Keterhubungan Semu, Kebahagiaan Semu
Menurut Brooks, masalah utamanya bukan pada teknologi itu sendiri, melainkan pada cara kita menggantikan pengalaman manusia yang nyata dengan simulasi digital. Interaksi langsung yang hangat antar keluarga kini tergantikan oleh percakapan singkat lewat chat dan media sosial yang dangkal. Hal ini tak hanya melemahkan kehidupan sosial, tetapi juga merusak harga diri para penggunanya.
Di sisi lain, Brooks mengatakan bahwa hubungan yang dimulai secara online bukannya merupakan ikatan nyata. Orang muda yang berhasil keluar dari perangkap dunia maya ternyata cenderung merasakan kepuasan hidup lebih besar daripada mereka yang tenggelam di lautan pemberitahuan, suka-suka, serta penghargaan luar biasa.
Kekayaan materinya ada, tetapi maknanya nihil.
Hasil yang mencengangkan dari penelitian tersebut juga menyebutkan bahwa orang dengan penghasilan lebih tinggi cenderung merasakan kurangnya kepemilikan atas tujuan hidup mereka sendiri. Ini seolah membuktikan pepatah tua bahwa uang dapat memberikan ketenangan, namun tak mampu melahirkan kegembiraan sesungguhnya. Di berbagai belahan dunia, bahkan ada penurunan signifikan pada jumlah individu yang mengidentifikasikan dirinya sebagai penganut suatu agama atau pemegang nilai-nilai rohani. Kekosongan akibat hal ini sering kali dipenuhi oleh gaya hidup konsumtif serta ambisi-ambisi kosong.
“Without a life purpose, happiness is merely an illusion,” Brooks stated in his report.

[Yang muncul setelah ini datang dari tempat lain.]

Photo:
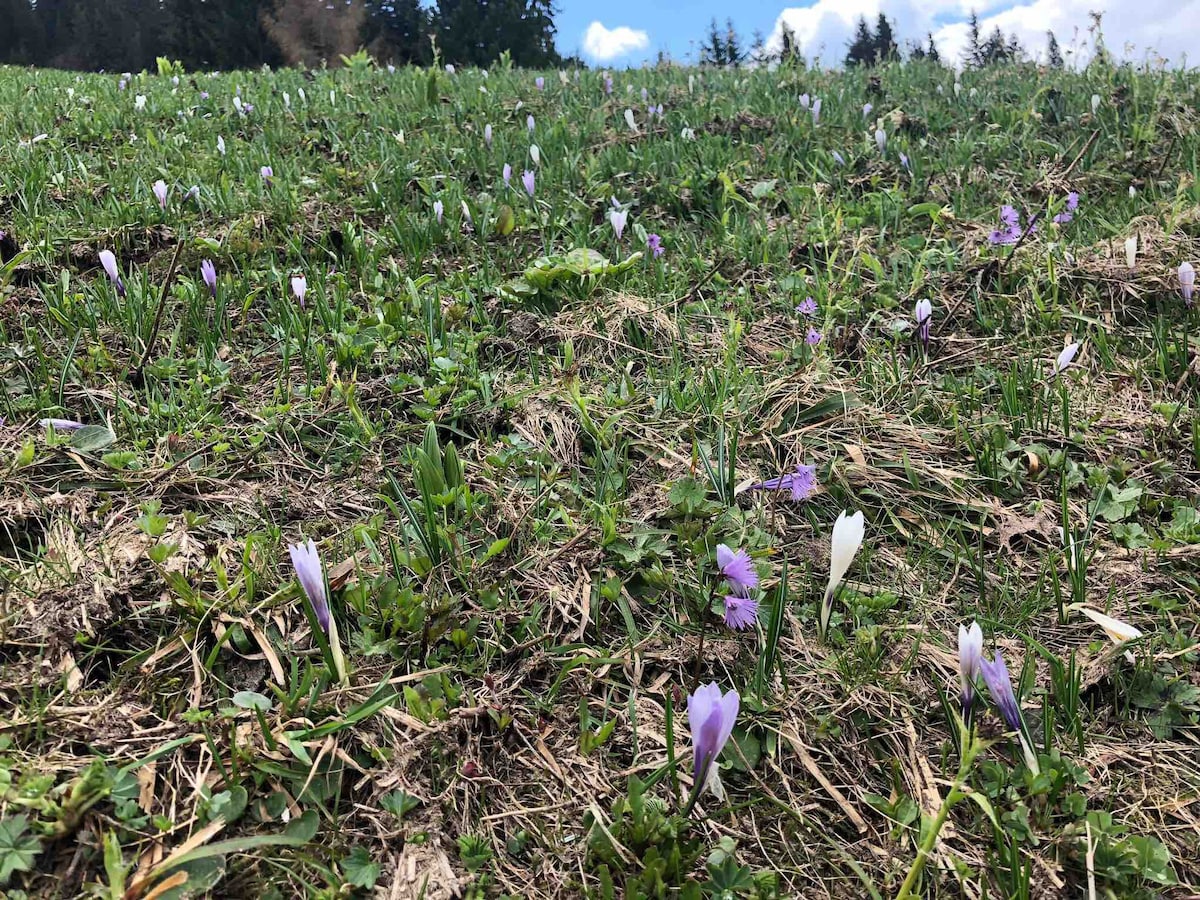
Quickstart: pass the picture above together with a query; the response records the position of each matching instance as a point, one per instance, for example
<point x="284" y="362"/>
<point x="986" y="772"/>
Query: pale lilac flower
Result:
<point x="1187" y="281"/>
<point x="801" y="483"/>
<point x="1000" y="685"/>
<point x="160" y="192"/>
<point x="209" y="273"/>
<point x="618" y="219"/>
<point x="924" y="316"/>
<point x="737" y="568"/>
<point x="60" y="424"/>
<point x="306" y="562"/>
<point x="299" y="287"/>
<point x="970" y="657"/>
<point x="109" y="262"/>
<point x="741" y="612"/>
<point x="711" y="719"/>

Bagaimana Sih Caranya Untuk Melepaskan Diri Dari Kondisi Krisis Emosi Ini?
Agar dapat menyelesaikan masalah tersebut, Brooks mengusulkan tiga tahap spesifik sebagai berikut:
- Utamakan interaksi fisik: Pertemuan tatap muka, percakapan, tawa bersama, serta sentuhan antarpersonal merupakan keperluan esensial yang takkan terganti oleh perkembangan teknologi.
- Kembangkan jiwa Anda: Setiap bentuk spiritualitas, apapun itu, dapat membantu menemukan tujuan dan arti dalam kehidupan.

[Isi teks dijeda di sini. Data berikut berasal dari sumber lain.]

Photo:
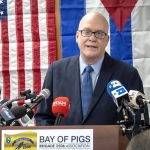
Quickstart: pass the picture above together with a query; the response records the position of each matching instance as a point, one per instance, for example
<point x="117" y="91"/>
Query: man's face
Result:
<point x="92" y="48"/>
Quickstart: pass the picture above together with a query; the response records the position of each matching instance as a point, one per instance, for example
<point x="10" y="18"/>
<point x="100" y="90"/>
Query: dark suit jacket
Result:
<point x="63" y="79"/>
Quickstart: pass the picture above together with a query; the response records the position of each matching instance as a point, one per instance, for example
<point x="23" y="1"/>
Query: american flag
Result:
<point x="27" y="44"/>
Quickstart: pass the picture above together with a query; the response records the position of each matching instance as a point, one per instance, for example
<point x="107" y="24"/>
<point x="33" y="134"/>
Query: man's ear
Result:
<point x="77" y="35"/>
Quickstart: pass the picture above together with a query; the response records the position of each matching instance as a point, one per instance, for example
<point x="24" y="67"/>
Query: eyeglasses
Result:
<point x="98" y="34"/>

- Mendefinisikan kembali keberhasilan: Keberhasilan tidak terletak pada memiliki harta benda, melainkan pada kedamaian dan perasaan puas dari dalam diri seseorang.
Generasi yang Butuh Didengar
Generasi Z tidak layak disebut sebagai generasi pemalasan, sesuai dengan stigma yang seringkali ditempelkan kepada mereka. Sebaliknya, mereka merupakan generasi yang mengharapkan penghargaan dan penerimaan dari orang lain. Hidup di era digital yang begitu dinamis dan efisien ini berbanding terbalik dengan lanskap sosial para pendahulu mereka; meski memiliki teknologi canggih, Generasi Z justru merasa kekurangan akan hubungan autentik dan bernilai. Meskipun tampak dilimpahi kemudahan serta kenikmatan materialitas, rasa hampa mereka tidak dapat tertutupi oleh jumlah like, pesona popularitas media sosial, ataupun kepemilikan aset-aset mewah tersebut.

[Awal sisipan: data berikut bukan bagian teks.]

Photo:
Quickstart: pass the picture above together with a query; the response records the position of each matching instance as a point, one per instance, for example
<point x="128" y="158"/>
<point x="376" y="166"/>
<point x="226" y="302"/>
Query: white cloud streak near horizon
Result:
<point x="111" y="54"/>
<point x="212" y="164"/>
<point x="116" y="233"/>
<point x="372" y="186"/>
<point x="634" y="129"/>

Seperti dinyatakan oleh Union Rayo, “Manusia bukanlah untuk merasakan kesendirian, ataupun melengkapi ketidakhadirannya lewat pembelian barang-barang, jumlah pengikut di media sosial, atau notifikasi masuk.” Sekarang adalah waktu bagi kita untuk memfokuskan diri pada aspek-aspek dasar yang memberikan arti sejati dalam kehidupan kita, misalnya saja ikatan persahabatan yang tulus, dialog yang terbuka dan jujur, perwujudan rasa cinta serta menjalani hidup berdasarkan simpati dan empati.